M. le président. Je suis saisi de trois amendements identiques.
L'amendement n° 10 est présenté par Mme Narassiguin, M. Kanner, Mme de La Gontrie, MM. Bourgi et Chaillou, Mme Harribey, M. Kerrouche, Mme Linkenheld, M. Roiron et les membres du groupe Socialiste, Écologiste et Républicain.
L'amendement n° 28 est présenté par Mme M. Vogel, MM. Benarroche et Dantec, Mme de Marco, MM. Dossus, Fernique et Gontard, Mme Guhl, MM. Jadot et Mellouli, Mmes Ollivier et Poncet Monge, M. Salmon et Mmes Senée et Souyris.
L'amendement n° 35 rectifié est présenté par MM. Laouedj, Grosvalet, Cabanel, Daubet, Bilhac et Fialaire.
Ces trois amendements sont ainsi libellés :
Supprimer cet article.
La parole est à Mme Corinne Narassiguin, pour présenter l'amendement n° 10.
Mme Corinne Narassiguin. Cet amendement vise à supprimer l'article 5, qui prévoit que les préfets émettront désormais un avis conforme sur les projets concernant des constructions et installations cultuelles.
Or, en instituant un avis conforme du préfet au prétexte de renforcer le contrôle de l'État, cet article revient à déposséder les élus locaux de leur prérogative de délivrer les permis de construire.
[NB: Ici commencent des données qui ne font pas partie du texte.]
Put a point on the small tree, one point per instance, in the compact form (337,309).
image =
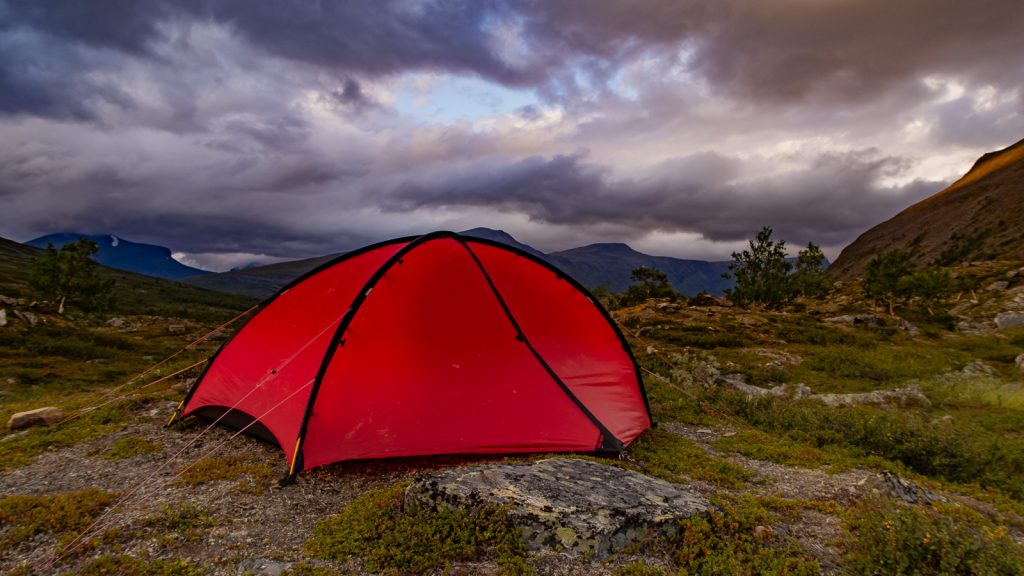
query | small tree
(762,274)
(70,275)
(647,283)
(811,280)
(889,278)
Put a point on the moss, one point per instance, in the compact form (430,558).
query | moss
(20,450)
(183,522)
(669,456)
(758,445)
(941,539)
(729,541)
(65,516)
(637,568)
(229,467)
(117,565)
(388,538)
(131,446)
(306,569)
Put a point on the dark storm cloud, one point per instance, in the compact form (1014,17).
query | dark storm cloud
(784,50)
(231,125)
(827,202)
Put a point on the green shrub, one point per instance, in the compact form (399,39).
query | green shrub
(131,446)
(670,456)
(637,569)
(65,516)
(229,467)
(728,541)
(118,565)
(388,538)
(942,539)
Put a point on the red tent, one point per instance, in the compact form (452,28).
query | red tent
(441,343)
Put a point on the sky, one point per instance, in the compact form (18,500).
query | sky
(237,132)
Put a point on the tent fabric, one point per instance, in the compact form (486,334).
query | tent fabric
(436,344)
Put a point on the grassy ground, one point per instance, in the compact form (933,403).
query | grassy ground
(792,479)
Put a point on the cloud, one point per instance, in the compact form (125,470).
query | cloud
(232,127)
(826,201)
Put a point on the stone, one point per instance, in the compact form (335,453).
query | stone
(908,328)
(781,391)
(707,300)
(905,490)
(900,397)
(40,416)
(27,317)
(569,504)
(858,320)
(977,368)
(1009,320)
(263,567)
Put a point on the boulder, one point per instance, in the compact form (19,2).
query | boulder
(27,317)
(896,487)
(1010,320)
(900,397)
(858,320)
(707,300)
(978,368)
(781,391)
(40,416)
(570,504)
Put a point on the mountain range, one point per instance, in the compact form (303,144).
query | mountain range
(593,265)
(124,254)
(978,217)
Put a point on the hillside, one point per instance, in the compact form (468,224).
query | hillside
(593,265)
(257,282)
(979,217)
(832,441)
(124,254)
(133,293)
(610,264)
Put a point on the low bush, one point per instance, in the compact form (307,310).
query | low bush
(729,541)
(941,539)
(388,538)
(65,516)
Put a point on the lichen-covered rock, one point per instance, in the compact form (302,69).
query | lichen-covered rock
(1010,320)
(570,504)
(40,416)
(910,396)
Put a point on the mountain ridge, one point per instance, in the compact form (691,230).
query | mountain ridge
(116,252)
(607,264)
(978,217)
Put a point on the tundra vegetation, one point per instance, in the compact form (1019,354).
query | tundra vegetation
(800,486)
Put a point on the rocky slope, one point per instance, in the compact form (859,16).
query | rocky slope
(979,217)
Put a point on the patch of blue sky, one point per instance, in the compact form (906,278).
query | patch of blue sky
(460,98)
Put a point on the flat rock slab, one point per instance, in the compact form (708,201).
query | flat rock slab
(568,504)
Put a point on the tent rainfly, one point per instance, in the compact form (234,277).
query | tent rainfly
(435,344)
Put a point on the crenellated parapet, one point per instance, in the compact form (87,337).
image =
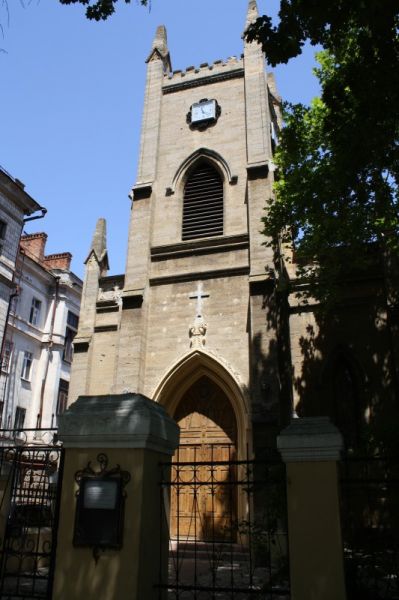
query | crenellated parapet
(203,74)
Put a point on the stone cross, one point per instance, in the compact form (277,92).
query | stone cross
(199,295)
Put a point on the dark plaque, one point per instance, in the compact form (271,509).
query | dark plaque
(100,506)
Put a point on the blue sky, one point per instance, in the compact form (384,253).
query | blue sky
(71,103)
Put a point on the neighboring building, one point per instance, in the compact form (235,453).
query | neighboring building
(42,323)
(16,206)
(206,318)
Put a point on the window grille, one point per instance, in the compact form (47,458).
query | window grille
(19,418)
(35,311)
(63,390)
(70,332)
(203,203)
(27,365)
(3,229)
(6,359)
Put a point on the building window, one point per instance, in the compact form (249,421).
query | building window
(19,418)
(6,359)
(27,365)
(63,390)
(3,229)
(203,203)
(35,311)
(70,332)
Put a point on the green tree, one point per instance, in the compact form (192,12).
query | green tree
(338,160)
(99,9)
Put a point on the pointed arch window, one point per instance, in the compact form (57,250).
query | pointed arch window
(203,203)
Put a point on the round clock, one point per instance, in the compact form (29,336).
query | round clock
(203,113)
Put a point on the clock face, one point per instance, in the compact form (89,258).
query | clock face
(203,111)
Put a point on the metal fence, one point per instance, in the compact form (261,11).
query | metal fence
(30,478)
(370,526)
(227,530)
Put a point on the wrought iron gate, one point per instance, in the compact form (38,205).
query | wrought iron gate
(31,477)
(233,544)
(370,526)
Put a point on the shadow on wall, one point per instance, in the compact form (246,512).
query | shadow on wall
(348,374)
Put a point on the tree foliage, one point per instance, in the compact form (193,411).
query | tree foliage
(99,9)
(339,158)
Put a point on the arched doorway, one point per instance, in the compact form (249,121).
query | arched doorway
(204,505)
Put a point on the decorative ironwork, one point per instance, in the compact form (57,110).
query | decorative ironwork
(226,522)
(100,506)
(102,460)
(32,477)
(370,527)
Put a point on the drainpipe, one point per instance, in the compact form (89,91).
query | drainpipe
(43,213)
(49,347)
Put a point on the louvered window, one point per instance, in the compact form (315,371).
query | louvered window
(203,203)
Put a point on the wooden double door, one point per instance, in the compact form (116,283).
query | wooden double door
(204,497)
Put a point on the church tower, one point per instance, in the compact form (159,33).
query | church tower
(193,322)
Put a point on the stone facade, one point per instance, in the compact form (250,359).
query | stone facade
(140,332)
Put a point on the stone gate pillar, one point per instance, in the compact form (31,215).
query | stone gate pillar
(310,447)
(135,434)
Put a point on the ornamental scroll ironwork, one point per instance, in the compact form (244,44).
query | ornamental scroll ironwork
(99,516)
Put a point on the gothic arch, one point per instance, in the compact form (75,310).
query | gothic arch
(202,153)
(189,369)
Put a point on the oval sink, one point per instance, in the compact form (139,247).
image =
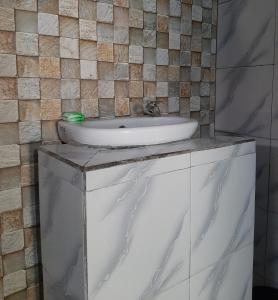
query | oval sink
(121,132)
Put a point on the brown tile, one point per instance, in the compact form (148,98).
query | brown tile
(7,19)
(29,110)
(136,89)
(121,17)
(122,89)
(162,23)
(120,53)
(7,42)
(135,72)
(27,66)
(185,89)
(13,262)
(49,131)
(136,106)
(88,50)
(105,52)
(89,107)
(11,220)
(70,68)
(149,89)
(50,88)
(69,27)
(105,71)
(49,67)
(87,10)
(48,6)
(89,89)
(51,109)
(106,107)
(9,178)
(122,107)
(8,89)
(49,46)
(9,134)
(29,153)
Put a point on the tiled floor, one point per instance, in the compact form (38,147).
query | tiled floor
(265,293)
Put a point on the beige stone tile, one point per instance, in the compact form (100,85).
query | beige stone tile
(26,5)
(69,48)
(87,10)
(7,19)
(29,110)
(8,65)
(69,27)
(104,12)
(50,89)
(48,6)
(28,175)
(14,261)
(135,18)
(28,88)
(105,89)
(69,105)
(27,44)
(51,109)
(8,89)
(26,21)
(122,3)
(105,52)
(70,89)
(136,89)
(27,66)
(12,241)
(122,89)
(88,30)
(89,89)
(120,53)
(49,67)
(49,46)
(8,133)
(48,24)
(9,156)
(29,131)
(49,131)
(88,50)
(14,282)
(11,221)
(89,107)
(122,107)
(7,42)
(68,8)
(9,179)
(88,69)
(70,68)
(8,111)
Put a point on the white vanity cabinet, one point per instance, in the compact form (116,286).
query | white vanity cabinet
(165,227)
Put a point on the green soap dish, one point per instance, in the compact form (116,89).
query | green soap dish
(73,117)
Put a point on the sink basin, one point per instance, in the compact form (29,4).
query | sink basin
(122,132)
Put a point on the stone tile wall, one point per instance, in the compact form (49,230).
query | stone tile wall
(104,58)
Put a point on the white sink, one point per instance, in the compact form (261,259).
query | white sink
(128,131)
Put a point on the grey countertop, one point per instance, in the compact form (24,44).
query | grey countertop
(89,158)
Il est tout de même assez troublant qu'une telle mesure, qui traduit une forme de défiance vis-à-vis des élus locaux et porte atteinte au principe de libre administration des collectivités territoriales, puisse germer au Sénat, la chambre représentant les collectivités territoriales.
La commission a en partie réécrit cet article aux fins de préciser le cadre de cet avis conforme, mais le flou qui l'entoure n'en est que plus épais. Il sera désormais possible à un préfet de s'opposer à la construction d'un lieu de culte si l'auteur de la demande de permis de construire est visé par une procédure de dissolution administrative.
Que signifie « être visé par une procédure de dissolution administrative » ? Dans cette hypothèse, nous comprenons que la procédure d'instruction est toujours en cours et que le décret de dissolution n'a pas été pris. Comment admettre que l'on refuse la délivrance d'un permis de construire alors qu'aucun décret de dissolution n'a été pris ?
Par ailleurs, le préfet pourra s'opposer à la délivrance d'un permis de construire lorsque – écoutez bien, mes chers collègues ! – il existe « des raisons sérieuses de penser que l'auteur de la demande utilisera le lieu dans des conditions susceptibles de justifier sa fermeture ». Une telle rédaction induit un grand risque d'arbitraire et nourrira sans aucun doute un large contentieux devant les tribunaux administratifs, qui sont déjà bien surchargés.
De grâce, soyons sérieux et supprimons cet article !
M. le président. La parole est à Mme Mélanie Vogel, pour présenter l'amendement n° 28.